When Stacy Godfreey-Igwe was in the fifth grade, she designed a poster for a class presentation showing a world in which one half was in the present, and it was green and lush, while the other half, 50 years into the future, was dark and black.
“I knew then that I wanted to save the world but at the time I didn’t know how,” says Godfreey-Igwe, who recently completed a summer research program organized by Stanford Engineering before resuming her third year of undergraduate studies at the Massachusetts Institute of Technology.
Godfreey-Igwe got a chance to start making good on that interest when she applied to take part in the 2020 Summer Undergraduate Research Fellowship (SURF). The program enabled her to spend eight weeks — virtually, due to COVID-19 restrictions — working with Stanford civil and environmental engineering professor Craig Criddle, who is studying how to grow biodegradable plastics using bacteria. Guided by Jorge Meraz, a graduate student in civil and environmental engineering, Godfreey-Igwe studied the potential of a class of polymers called PHAs that could become a low-cost, reusable replacement for current plastics.
Now, Godfreey-Igwe is taking back with her what she’s learned about research and the career path to graduate studies. “Hopefully, there are ways that I can give back the information that I’ve learned about the graduate application process, in particular with a focus on minorities in STEM,” she says.

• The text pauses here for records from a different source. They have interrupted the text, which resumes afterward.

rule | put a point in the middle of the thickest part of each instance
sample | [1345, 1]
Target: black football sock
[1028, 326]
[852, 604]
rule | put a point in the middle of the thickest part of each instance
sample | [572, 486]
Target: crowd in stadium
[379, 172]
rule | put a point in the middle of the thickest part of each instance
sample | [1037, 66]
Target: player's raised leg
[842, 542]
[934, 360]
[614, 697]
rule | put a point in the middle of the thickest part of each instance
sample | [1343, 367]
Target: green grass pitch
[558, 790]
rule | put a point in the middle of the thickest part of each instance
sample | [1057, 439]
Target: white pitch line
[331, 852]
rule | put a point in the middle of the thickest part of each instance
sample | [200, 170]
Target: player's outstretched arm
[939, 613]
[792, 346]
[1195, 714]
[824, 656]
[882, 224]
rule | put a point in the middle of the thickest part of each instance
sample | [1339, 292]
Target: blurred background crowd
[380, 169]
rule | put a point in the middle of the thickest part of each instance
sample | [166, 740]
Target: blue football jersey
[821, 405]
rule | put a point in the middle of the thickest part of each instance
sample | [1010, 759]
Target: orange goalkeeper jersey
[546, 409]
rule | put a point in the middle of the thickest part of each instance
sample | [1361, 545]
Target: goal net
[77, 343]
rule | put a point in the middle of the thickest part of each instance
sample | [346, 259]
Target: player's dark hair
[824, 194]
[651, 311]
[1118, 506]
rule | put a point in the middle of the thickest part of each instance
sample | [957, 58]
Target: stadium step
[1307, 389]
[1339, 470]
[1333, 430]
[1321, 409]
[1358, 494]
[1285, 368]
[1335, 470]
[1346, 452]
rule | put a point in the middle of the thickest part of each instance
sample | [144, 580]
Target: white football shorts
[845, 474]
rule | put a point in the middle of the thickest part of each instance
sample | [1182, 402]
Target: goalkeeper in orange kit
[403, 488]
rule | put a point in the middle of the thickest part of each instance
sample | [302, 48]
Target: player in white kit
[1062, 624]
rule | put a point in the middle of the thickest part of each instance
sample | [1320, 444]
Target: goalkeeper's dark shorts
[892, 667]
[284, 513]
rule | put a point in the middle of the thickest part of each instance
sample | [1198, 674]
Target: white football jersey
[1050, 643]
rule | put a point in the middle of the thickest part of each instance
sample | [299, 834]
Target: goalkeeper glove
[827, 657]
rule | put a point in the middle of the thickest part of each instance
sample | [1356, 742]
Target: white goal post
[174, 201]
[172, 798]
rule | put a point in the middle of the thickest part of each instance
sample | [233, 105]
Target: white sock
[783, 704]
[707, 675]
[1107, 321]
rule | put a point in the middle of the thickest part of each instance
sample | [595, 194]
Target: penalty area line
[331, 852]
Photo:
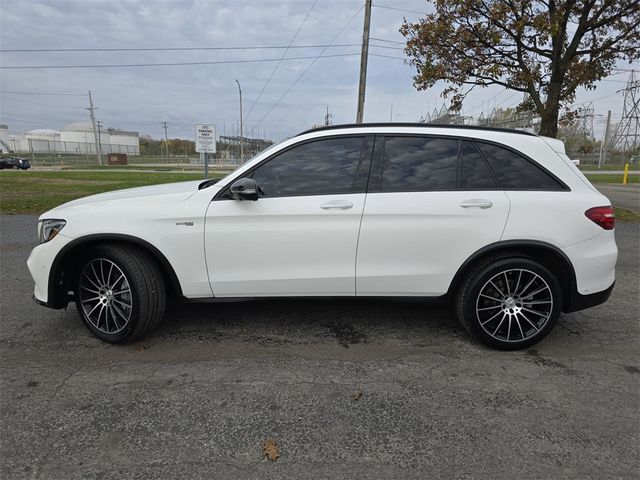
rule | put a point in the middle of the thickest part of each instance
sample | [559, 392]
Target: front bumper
[39, 263]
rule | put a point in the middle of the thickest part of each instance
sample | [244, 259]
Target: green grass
[586, 168]
[626, 215]
[37, 192]
[611, 178]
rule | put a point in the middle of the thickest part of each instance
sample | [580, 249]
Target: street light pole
[363, 62]
[241, 129]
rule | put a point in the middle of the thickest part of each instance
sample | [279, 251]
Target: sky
[296, 97]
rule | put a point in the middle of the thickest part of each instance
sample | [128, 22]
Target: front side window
[321, 167]
[413, 164]
[515, 172]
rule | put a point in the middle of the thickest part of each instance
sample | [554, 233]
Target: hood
[173, 192]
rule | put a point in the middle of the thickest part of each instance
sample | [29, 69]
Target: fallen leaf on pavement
[270, 450]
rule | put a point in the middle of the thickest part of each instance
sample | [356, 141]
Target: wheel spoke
[492, 298]
[109, 275]
[91, 311]
[119, 312]
[499, 325]
[487, 321]
[529, 321]
[533, 311]
[89, 289]
[95, 274]
[497, 289]
[489, 308]
[86, 277]
[515, 289]
[102, 272]
[90, 299]
[114, 317]
[519, 326]
[121, 303]
[541, 289]
[527, 286]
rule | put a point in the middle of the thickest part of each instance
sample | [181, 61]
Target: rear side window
[474, 172]
[515, 172]
[418, 164]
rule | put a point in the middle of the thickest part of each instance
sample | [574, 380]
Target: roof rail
[416, 125]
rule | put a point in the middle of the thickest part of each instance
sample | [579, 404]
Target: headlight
[49, 228]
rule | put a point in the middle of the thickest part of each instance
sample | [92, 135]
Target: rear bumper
[577, 301]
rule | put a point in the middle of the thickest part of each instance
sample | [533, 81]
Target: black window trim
[223, 194]
[378, 159]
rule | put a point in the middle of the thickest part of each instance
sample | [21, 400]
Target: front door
[300, 237]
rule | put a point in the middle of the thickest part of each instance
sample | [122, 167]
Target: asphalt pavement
[347, 389]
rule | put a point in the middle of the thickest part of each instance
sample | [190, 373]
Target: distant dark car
[14, 162]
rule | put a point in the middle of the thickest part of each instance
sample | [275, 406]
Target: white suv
[500, 222]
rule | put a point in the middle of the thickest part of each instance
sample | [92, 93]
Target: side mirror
[245, 189]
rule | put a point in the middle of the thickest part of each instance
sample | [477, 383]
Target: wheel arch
[550, 256]
[64, 266]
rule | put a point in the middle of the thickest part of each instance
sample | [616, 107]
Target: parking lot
[348, 389]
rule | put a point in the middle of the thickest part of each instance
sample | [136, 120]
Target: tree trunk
[549, 120]
[549, 116]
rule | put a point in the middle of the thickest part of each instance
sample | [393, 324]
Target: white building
[76, 138]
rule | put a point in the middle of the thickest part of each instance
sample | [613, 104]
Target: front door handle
[336, 205]
[477, 203]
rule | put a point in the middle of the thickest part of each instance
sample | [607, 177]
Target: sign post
[205, 143]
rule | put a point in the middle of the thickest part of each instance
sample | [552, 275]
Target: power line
[173, 64]
[387, 56]
[387, 41]
[399, 9]
[280, 61]
[167, 49]
[308, 67]
[43, 93]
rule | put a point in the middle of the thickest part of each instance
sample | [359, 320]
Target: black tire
[490, 294]
[146, 296]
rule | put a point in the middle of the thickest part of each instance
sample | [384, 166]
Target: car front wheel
[120, 293]
[509, 303]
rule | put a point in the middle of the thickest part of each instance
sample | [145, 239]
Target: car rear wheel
[509, 303]
[120, 293]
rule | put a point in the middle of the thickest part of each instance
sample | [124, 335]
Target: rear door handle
[336, 205]
[477, 203]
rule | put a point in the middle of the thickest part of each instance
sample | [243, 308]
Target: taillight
[602, 216]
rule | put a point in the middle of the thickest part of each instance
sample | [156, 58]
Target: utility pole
[99, 125]
[93, 124]
[364, 55]
[166, 141]
[603, 145]
[241, 129]
[327, 118]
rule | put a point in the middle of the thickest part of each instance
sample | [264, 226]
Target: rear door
[432, 202]
[300, 237]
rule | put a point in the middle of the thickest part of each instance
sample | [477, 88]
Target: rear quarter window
[515, 172]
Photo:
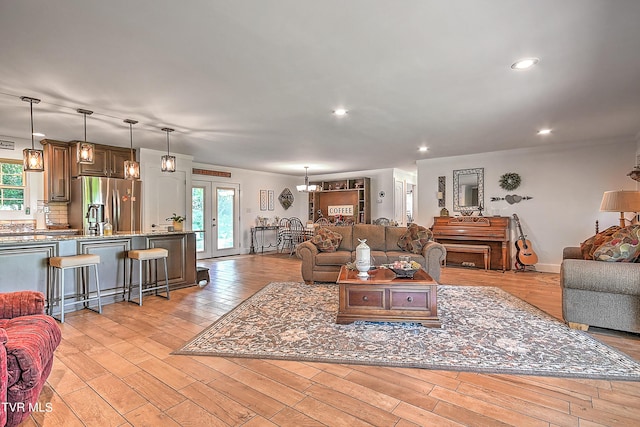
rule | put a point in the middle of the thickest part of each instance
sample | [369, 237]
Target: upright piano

Godfreey-Igwe, whose parents immigrated to the United States from Nigeria, credits Paula Rilling, who mentored her at Lloyd V. Berkner High School in Richardson, Texas, for the extra attention that has helped her succeed. Godfreey-Igwe, who is majoring in mechanical engineering (concentrating in sustainability) and African and African Diaspora studies, is currently aiming for a PhD.
As an MIT undergraduate, she has tutored a low-income high school student and served on the board for the Black Student Union, and is involved with a living community called iHouse for students interested in social action and international development. She also works with SPXCE (Social Justice Programming & Cross-Cultural Engagement) and with the PKG, MIT’s public service center.